A bald eagle perches in a cottonwood snag
Cottonwoods are an important component of river ecosystems. A cottonwood’s root system helps stabilize river banks and islands. Their heavy crown shades the water and keeps it cool for fish. 

Even trees toppled by erosion or old age are important as habitat. When cottonwoods topple into a body of water, they provide important aquatic habitat for fish. The decaying leaves also provide a source of nutrients for caddisflies, mayflies and other insects.

In addition to fish, other wildlife utilize cottonwoods in many ways. The large upper limbs of cottonwood provide sites for the huge platform stick nests of bald eagles and osprey. Colonies of blue herons also build large stick nests in the crowns of cottonwoods. 
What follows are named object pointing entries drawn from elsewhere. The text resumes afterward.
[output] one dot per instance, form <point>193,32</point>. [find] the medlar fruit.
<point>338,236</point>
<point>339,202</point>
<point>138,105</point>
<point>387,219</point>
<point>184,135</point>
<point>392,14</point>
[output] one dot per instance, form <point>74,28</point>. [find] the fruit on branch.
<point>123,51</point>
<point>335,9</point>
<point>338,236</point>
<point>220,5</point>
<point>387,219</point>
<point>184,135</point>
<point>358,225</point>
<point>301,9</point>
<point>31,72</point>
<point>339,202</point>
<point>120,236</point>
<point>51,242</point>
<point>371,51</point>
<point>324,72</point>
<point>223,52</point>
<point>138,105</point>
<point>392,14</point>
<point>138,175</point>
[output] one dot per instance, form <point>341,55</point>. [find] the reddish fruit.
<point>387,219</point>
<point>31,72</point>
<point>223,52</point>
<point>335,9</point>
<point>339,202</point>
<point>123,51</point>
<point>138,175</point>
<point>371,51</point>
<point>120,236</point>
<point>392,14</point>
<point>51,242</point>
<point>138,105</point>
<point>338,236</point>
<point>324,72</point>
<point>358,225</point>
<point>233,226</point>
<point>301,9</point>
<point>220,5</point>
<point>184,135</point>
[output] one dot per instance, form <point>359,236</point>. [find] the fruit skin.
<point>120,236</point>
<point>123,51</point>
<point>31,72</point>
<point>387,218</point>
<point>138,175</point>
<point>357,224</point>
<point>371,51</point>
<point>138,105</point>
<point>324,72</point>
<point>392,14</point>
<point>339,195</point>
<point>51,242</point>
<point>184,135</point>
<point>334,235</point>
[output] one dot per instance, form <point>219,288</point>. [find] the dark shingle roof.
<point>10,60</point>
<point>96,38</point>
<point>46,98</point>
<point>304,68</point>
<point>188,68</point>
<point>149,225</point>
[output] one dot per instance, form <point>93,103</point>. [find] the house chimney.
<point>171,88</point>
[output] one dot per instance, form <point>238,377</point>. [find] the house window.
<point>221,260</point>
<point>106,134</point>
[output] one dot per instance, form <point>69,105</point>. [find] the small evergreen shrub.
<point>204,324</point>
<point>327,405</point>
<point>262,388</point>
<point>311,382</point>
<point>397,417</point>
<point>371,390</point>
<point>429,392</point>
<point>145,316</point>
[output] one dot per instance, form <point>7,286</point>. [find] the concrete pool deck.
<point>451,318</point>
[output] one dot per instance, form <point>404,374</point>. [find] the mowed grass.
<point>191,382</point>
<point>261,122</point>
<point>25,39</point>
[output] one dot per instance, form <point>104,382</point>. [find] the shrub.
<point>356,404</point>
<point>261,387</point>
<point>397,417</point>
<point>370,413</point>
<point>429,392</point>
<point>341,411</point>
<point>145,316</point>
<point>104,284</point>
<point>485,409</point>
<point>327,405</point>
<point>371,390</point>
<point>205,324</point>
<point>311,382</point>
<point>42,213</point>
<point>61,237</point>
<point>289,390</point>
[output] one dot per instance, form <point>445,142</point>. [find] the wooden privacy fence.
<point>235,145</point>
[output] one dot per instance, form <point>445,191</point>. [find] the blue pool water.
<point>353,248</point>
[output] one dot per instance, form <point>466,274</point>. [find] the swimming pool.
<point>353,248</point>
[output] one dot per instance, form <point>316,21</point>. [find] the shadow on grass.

Eagles commonly build their large nests in the upper limbs of cottonwood trees

Rotten trunks or places where limbs have broken off offer cavities for woodpeckers, great horned owls, wood ducks, flying squirrels, raccoons and numerous songbirds. 

Beavers easily gnaw through the weak wood to topple trees for food and for building lodges and dams.

Deer, moose and elk eat the twigs and buds and they can hinder the growth of cottonwoods even more by rubbing their antlers on young saplings.

If a cottonwood can survive the elk, deer, voles, mice and beavers for 10 years, then the cottonwood will be old enough to begin to flower.

Most cottonwoods don’t live past 200 years old but in those 190 years of flowering, they produce billions of cottony seeds that drift through the air and pile up like snow drifts in the summer. Maybe only a few hundred of those seeds will germinate and survive long enough to emit the sweet fragrance that announces spring. 

Male and female flowers are produced on separate trees and the female catkins (flowers) give rise to the plumes of cottony seeds

Note: Published in the Bonners Ferry Herald on Feb. 6, 2014.